相次いで肉親の死に遇い、世の無情を感じて出家、高野山に登り千手院谷真福院の俊賢法師の許で出家し、法明坊良尊を号した。

 

初め密教を修学したが、のち念仏に帰依し43歳の時、石清水八幡大士の神勅により、融通念仏宗第7世(大念仏寺)の法灯を継承し、集団の基礎を固め、このことから上人は中興の祖と称えられている。

「万部おねり」とは、聖聚来迎会と阿弥陀経万部会が融合した、融通念佛宗総本山大念佛寺で最大の伝統行事の通称名で、極楽浄土から二十五菩薩を従えて迎えに来るという、阿弥陀仏の願いを具体的に表現した儀式のことです。

 

春風や 巡礼どもが 練供養  一茶 


①観世音菩薩:大慈悲心をもって衆生を災難苦難から救い、来迎の際、蓮台に乗せて下さる。

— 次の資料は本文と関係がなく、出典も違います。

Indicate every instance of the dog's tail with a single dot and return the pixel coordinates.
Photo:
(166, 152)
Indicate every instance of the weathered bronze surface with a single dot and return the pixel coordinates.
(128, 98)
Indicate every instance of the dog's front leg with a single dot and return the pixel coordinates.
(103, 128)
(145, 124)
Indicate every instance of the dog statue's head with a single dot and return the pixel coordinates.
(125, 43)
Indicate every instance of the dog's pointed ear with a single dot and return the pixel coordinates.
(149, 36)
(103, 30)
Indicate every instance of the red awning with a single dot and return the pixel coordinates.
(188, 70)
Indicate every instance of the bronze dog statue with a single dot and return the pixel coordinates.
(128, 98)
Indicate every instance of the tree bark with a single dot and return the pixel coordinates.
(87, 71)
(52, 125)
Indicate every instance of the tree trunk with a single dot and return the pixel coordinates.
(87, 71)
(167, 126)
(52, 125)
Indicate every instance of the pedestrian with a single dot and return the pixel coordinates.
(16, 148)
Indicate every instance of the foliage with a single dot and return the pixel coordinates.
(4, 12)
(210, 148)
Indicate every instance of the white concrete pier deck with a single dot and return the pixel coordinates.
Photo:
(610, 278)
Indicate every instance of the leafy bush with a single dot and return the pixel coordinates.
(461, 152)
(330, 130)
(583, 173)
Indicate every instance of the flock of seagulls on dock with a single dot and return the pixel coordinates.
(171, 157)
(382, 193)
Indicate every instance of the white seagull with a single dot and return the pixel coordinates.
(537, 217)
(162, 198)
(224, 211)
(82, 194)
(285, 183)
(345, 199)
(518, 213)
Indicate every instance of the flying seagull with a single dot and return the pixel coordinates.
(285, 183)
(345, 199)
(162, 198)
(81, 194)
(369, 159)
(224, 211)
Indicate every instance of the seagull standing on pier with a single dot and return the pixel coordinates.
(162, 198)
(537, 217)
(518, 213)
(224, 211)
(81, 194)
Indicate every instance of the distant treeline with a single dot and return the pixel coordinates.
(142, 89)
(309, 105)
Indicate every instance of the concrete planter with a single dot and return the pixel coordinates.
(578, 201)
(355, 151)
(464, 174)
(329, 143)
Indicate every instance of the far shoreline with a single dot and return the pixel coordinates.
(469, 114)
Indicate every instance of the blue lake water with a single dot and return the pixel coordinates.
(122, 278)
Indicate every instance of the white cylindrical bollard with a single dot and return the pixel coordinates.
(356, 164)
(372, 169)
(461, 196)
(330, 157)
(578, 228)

②勢至菩薩:合掌は仏の智慧を司り、衆生に菩提心を起こさせます。

③薬王菩薩:衆生を病苦から救い、安楽の地に住まわせてくださいます。

④薬上菩薩:私たちを悟りに導いて下さいます。

⑤普賢菩薩:常に理知と慈悲心の徳により、衆生を救ってくださいます。

⑥金蔵菩薩:堅固な知恵を持ち、無尽の功徳を与えて下さいます。

⑦獅子吼菩薩:法を説き、常に衆生を導いて下さいます。

⑧華厳王菩薩:鉦鼓の音色が蓮華蔵世界に響き渡ります。

⑨虚空蔵菩薩:無量の福と智で、衆生の求めに応じ利益を与えて下さいます。

⑩徳蔵菩薩:大いなる善根功徳を所蔵するといわれ、衆生の願いに応じ施してくださいます。

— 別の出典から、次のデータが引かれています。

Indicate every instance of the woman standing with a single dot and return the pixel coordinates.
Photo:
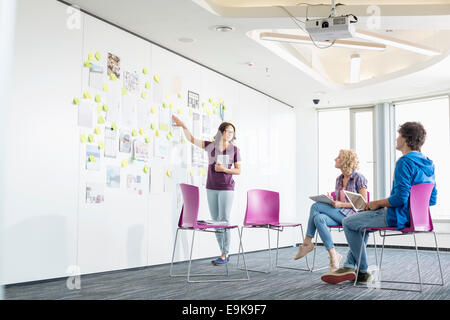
(222, 156)
(323, 215)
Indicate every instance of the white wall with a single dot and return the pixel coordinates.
(48, 226)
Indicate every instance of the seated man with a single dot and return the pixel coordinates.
(411, 169)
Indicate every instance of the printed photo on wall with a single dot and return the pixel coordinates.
(131, 81)
(92, 157)
(113, 177)
(113, 65)
(95, 193)
(125, 142)
(140, 150)
(134, 184)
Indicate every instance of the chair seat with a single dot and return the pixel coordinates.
(286, 224)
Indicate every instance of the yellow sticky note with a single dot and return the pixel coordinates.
(100, 120)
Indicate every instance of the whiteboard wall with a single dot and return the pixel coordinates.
(48, 225)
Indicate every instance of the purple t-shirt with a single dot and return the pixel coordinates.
(220, 180)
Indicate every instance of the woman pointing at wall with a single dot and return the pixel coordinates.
(222, 156)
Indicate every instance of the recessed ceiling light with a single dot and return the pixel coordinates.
(224, 29)
(186, 40)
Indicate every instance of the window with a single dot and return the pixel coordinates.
(435, 117)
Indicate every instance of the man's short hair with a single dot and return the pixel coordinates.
(414, 134)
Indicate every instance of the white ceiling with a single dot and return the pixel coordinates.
(164, 22)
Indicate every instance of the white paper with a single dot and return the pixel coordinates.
(86, 114)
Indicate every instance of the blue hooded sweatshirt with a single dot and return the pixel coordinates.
(411, 169)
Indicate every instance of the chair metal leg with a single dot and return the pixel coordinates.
(286, 267)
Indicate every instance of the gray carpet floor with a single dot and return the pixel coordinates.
(154, 283)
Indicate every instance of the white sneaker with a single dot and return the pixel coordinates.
(303, 250)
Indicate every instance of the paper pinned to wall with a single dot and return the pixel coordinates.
(86, 114)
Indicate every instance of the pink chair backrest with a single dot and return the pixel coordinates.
(333, 195)
(263, 207)
(419, 207)
(189, 211)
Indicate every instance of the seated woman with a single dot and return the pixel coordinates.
(323, 215)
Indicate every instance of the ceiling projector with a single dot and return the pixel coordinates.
(329, 29)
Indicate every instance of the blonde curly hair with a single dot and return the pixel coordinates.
(349, 161)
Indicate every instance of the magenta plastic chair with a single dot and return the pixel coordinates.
(420, 222)
(340, 228)
(263, 211)
(188, 221)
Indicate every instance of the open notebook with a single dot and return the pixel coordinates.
(356, 200)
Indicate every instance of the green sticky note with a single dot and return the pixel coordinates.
(100, 120)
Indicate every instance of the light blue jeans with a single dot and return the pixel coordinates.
(354, 228)
(220, 203)
(321, 216)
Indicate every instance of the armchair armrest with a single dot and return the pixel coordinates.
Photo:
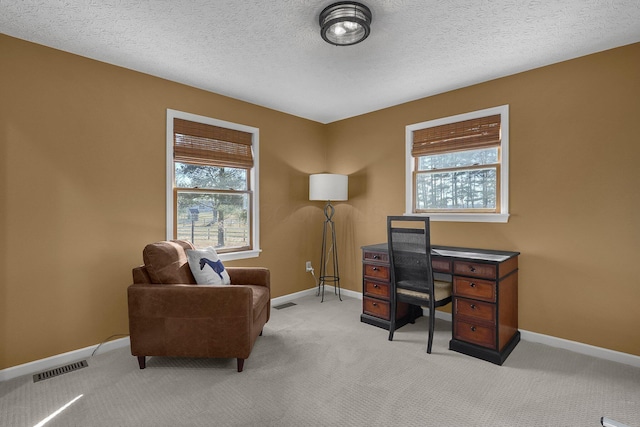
(250, 276)
(189, 301)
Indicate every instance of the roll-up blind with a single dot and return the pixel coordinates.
(483, 132)
(204, 144)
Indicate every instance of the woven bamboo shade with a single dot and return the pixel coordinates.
(203, 144)
(483, 132)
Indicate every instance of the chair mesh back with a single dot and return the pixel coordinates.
(410, 253)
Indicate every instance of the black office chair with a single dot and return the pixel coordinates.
(411, 271)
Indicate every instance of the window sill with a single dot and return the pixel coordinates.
(230, 256)
(466, 217)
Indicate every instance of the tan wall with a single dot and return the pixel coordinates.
(573, 187)
(82, 190)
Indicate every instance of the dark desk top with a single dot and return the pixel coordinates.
(488, 255)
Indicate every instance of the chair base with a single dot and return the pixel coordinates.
(490, 355)
(142, 362)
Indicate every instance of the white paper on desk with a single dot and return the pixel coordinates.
(471, 255)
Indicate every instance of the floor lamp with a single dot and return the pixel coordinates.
(328, 187)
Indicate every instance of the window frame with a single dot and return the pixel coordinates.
(253, 180)
(502, 201)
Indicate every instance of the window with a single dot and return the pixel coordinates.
(212, 182)
(457, 167)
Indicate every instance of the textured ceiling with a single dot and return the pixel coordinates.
(269, 52)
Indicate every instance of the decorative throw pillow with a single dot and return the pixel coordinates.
(207, 267)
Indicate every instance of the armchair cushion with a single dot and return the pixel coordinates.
(206, 267)
(166, 262)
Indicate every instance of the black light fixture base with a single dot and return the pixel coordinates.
(345, 23)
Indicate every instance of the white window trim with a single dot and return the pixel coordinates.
(503, 215)
(253, 178)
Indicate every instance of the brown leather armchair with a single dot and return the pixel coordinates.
(169, 315)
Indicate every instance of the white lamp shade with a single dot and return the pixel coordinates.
(328, 186)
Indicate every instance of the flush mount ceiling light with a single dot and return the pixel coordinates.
(345, 23)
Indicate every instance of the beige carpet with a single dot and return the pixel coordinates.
(318, 365)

⑪寳藏菩薩:南無阿弥陀仏の名号、その功徳を施してくださいます。

⑫法自在菩薩:仏法を自在に求め、遍く衆生のために施して下さいます。

⑬金剛蔵菩薩:ハチの響きが平等世界に行き渡ります。

⑭山海慧菩薩:クゴの奏でる音色は、真如の理を示しています。

⑮光明王菩薩:手にしたバチが奏でる音色、無明の迷いを払います。

⑯陀羅尼菩薩:私たちに仏の教えと境地を説き続けておられます。

⑰衆法王菩薩:私たちがみんな仏になれることを賞賛しておられます。

⑱日照王菩薩:諸仏如来の住まわれる世界を讃嘆されています。

⑲月光王菩薩:十方世界を讃歎されています。

⑳定自在王菩薩:太鼓の音は、あらゆるものの平等の響きを示しています。

㉑三昧王菩薩:捧げる華鬘は、真如の世界に舞い踊ります。

㉒大自在王菩薩:無碍自在の徳をもって、一切衆生を導いて下さいます。

㉓白象王菩薩:宝幢が涅槃の地に翻ります。

㉔大威徳王菩薩:清浄なる説法が、隅々まで行き渡っていきます。

㉕無辺身菩薩:お持ちの香炉で、如来を供養しておられます。

道の旅人は、平野中央本通商店街に入り西に向かうと、そこに全興寺(せんこうじ)北門も並んでおり、しかも、「平野の町づくりを考える会」の事務局まであるという。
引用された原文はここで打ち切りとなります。